The December 4b price (cheese) is $13.52, down $2.00 from the previous month, and $3.07 lower from a year ago. This compares to the Federal Order Class III price for December at $15.44.
According to CDFA, February 2018 Class 1 prices in California are $15.47 in the North and $15.74 in the South. The statewide average Class 1 price based on production is $15.49. This price is down $0.60 from the previous month, and $2.66 lower than a year ago.
Farm milk supplies are in abundance in Arizona. Production continues to increase. Nevertheless, handlers are managing to find homes for their milk. Last week, some milk from Arizona cleared to California. Finding trucks and drivers to move the milk was an issue in Arizona in the last two weeks. Fortunately, the hauling problems are partly being resolved this week. Class I demand is up.
In New Mexico, although total milk output is flat this week, Class I sales were up due to the reopening of schools for the spring session. Class II and III requests are also up. Milk supplies are ample in New Mexico as shown by higher holdover rates.

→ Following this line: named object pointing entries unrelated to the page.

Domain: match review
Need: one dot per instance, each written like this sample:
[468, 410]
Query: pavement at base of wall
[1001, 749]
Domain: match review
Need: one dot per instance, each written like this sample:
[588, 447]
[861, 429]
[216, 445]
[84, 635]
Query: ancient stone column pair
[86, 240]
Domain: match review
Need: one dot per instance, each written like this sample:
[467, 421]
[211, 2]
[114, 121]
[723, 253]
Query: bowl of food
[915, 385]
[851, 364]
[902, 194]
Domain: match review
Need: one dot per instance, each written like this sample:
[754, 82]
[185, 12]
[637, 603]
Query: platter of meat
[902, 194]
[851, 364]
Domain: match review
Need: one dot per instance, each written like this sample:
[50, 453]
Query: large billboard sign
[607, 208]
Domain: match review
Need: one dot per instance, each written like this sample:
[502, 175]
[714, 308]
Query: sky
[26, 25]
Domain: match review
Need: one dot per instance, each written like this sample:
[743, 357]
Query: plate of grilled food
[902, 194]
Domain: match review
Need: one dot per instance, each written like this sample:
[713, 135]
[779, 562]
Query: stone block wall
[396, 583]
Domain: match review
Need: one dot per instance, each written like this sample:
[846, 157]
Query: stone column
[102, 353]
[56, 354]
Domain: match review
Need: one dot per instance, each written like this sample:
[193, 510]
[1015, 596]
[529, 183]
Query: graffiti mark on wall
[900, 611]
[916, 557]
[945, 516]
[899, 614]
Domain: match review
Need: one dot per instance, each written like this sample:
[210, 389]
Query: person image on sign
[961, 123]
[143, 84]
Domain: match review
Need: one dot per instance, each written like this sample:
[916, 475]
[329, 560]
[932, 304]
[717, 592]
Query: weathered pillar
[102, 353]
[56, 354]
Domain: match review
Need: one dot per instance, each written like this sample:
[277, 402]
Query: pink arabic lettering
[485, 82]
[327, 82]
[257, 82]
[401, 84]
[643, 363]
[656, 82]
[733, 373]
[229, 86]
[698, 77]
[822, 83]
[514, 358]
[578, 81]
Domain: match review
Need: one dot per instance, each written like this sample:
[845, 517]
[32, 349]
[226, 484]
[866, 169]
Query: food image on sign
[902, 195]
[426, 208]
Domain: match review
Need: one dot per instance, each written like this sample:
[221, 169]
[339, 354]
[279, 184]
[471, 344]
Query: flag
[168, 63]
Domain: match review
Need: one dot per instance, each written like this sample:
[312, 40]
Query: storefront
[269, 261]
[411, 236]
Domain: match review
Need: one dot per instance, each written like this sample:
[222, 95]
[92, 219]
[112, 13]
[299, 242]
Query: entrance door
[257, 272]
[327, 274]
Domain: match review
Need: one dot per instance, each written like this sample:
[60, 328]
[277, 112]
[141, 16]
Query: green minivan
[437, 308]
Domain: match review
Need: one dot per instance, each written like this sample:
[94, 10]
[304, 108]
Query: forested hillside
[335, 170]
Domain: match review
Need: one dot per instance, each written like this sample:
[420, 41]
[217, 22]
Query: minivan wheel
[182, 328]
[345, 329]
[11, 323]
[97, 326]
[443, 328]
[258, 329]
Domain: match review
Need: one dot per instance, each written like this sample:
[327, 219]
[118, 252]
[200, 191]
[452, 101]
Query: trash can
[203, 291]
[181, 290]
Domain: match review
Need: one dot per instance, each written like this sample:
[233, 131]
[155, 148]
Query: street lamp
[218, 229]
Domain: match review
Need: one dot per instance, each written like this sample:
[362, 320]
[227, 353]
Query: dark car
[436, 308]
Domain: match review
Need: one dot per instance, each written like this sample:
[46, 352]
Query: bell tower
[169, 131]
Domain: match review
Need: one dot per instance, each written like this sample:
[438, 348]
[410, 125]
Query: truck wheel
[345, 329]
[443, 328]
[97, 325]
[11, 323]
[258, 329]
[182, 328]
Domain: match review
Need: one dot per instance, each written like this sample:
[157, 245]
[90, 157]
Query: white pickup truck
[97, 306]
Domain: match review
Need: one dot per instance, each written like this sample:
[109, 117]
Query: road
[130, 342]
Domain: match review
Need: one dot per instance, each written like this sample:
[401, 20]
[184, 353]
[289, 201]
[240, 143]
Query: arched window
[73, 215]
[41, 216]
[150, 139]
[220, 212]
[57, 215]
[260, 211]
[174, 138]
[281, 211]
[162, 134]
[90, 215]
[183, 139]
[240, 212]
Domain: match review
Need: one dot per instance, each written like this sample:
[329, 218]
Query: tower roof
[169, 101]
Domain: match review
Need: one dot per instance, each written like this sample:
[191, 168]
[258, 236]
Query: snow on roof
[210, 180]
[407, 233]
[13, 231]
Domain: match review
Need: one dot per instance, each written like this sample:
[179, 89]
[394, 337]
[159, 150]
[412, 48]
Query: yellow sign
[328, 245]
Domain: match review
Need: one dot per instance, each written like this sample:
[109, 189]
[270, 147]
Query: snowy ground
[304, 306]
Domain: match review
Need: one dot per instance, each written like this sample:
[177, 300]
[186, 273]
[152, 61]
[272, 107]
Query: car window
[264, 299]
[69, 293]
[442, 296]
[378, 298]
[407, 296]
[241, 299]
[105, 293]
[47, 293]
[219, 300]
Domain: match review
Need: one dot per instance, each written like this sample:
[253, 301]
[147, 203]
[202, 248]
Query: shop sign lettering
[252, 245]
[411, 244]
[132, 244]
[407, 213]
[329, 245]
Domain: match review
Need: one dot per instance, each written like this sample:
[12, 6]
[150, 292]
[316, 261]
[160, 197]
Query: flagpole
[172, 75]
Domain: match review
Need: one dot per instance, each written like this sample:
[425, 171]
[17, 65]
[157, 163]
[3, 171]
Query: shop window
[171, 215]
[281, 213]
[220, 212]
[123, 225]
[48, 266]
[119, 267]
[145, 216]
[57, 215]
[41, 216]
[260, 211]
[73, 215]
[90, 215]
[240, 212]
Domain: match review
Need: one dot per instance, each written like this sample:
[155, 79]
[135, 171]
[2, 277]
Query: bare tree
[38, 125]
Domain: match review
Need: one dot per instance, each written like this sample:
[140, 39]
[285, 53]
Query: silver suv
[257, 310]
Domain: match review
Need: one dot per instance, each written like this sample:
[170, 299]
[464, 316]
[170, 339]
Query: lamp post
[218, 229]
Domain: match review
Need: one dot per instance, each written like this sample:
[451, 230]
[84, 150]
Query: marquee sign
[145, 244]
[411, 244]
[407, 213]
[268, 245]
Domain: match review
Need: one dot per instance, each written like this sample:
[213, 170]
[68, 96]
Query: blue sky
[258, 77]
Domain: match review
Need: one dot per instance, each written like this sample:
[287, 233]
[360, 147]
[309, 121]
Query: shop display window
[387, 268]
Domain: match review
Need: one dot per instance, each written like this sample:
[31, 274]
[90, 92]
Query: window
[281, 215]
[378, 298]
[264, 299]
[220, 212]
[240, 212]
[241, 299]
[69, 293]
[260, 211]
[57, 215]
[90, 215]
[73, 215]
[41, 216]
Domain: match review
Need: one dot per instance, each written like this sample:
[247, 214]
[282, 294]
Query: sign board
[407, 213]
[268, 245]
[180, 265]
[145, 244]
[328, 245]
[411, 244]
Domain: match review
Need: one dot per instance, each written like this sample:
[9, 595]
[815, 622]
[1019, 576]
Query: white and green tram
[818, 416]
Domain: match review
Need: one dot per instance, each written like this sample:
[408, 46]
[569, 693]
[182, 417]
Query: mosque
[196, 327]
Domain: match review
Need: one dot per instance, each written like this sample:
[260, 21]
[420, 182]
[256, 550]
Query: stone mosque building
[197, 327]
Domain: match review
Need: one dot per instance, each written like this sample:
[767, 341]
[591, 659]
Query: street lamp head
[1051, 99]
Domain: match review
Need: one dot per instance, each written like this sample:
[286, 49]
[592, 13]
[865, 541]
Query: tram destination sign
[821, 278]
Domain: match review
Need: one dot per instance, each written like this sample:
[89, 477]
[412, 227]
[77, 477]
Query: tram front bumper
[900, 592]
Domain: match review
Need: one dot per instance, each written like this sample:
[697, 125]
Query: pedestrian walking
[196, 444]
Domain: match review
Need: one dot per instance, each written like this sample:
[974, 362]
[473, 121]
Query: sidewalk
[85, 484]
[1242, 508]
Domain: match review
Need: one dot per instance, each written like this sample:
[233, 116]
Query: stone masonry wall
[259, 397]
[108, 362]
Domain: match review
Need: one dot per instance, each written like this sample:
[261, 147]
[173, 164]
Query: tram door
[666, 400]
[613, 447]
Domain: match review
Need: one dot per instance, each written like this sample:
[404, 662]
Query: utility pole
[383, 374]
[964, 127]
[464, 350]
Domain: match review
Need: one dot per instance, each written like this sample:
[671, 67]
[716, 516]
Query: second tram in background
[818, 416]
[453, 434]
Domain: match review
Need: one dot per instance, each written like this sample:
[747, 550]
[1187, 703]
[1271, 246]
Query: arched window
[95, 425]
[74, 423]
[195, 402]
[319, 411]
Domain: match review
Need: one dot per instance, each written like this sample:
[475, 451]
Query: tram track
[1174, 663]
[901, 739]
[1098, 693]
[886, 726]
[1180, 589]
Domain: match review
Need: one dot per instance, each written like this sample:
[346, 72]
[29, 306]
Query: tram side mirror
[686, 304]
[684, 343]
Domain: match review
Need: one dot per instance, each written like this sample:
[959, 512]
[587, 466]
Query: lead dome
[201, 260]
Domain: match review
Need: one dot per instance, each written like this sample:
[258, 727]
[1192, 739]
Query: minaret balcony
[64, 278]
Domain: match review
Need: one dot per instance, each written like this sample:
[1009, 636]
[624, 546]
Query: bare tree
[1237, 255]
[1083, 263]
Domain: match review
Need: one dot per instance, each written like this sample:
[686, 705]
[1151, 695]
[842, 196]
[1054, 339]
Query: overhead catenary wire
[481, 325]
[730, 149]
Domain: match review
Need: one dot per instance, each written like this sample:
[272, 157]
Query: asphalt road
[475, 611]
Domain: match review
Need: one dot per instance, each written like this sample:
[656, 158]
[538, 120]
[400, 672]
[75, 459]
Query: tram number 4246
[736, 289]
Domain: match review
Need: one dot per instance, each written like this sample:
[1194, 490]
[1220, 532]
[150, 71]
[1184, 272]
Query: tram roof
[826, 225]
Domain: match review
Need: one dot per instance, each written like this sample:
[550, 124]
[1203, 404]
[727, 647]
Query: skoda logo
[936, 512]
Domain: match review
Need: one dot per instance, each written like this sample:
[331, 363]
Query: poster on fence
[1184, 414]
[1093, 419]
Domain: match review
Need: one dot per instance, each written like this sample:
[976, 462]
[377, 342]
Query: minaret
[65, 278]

Conversely, handlers suggest that the holdovers will rapidly decrease with the current strong milk orders.
Pacific Northwest milk production is steady. Processors say there is an occasional stray spot load of milk, but most milk is finding a home within the immediate region. Milk intakes are generally in good balance with processing needs. The bottling pipeline has refilled following the winter holiday break with a steady demand.
Milk production in the mountain states of Colorado, Idaho and Utah is steady to higher. Processors say there is lots of milk available and that they would not be surprised to see spot loads of milk moving at $3 to $4 under Class III prices. The continued strong milk supply only heightens concerns that some farmers may lose access to markets for their milk in the months to come. Currently, the region’s dry and temperate weather is favorable for cow comfort and will keep the milk flowing.
However, while reservoirs are in good shape right now, some in the industry are troubled that lack of a healthy snowpack may mean less water for irrigation later on, further adding to farmers’ worries.
The demand for western condensed skim is flat while supplies are increasing. Plant operators are actively churning cream in the West. Some of them are opting to churn rather than take a loss on cream sales. Cream multiples for all Classes are steady at 1.00-1.17.
According to the DMN National Retail Report-Dairy for the week of Jan. 5-11, the national weighted average advertised price for one gallon of milk is $3.01, down $0.21 from last week, but $0.27 higher from a year ago.
The weighted average regional price in the Southwest is $2.29, with a price range of $1.89-$2.49. The weighted average regional price in the Northwest is $1.99, with no price range.
According to the NASS Dairy Products report, hard ice cream production in the West region for November 2017 is 9.7 million gallons, 16.6 percent lower than a month ago, and 16.4 percent below the previous year.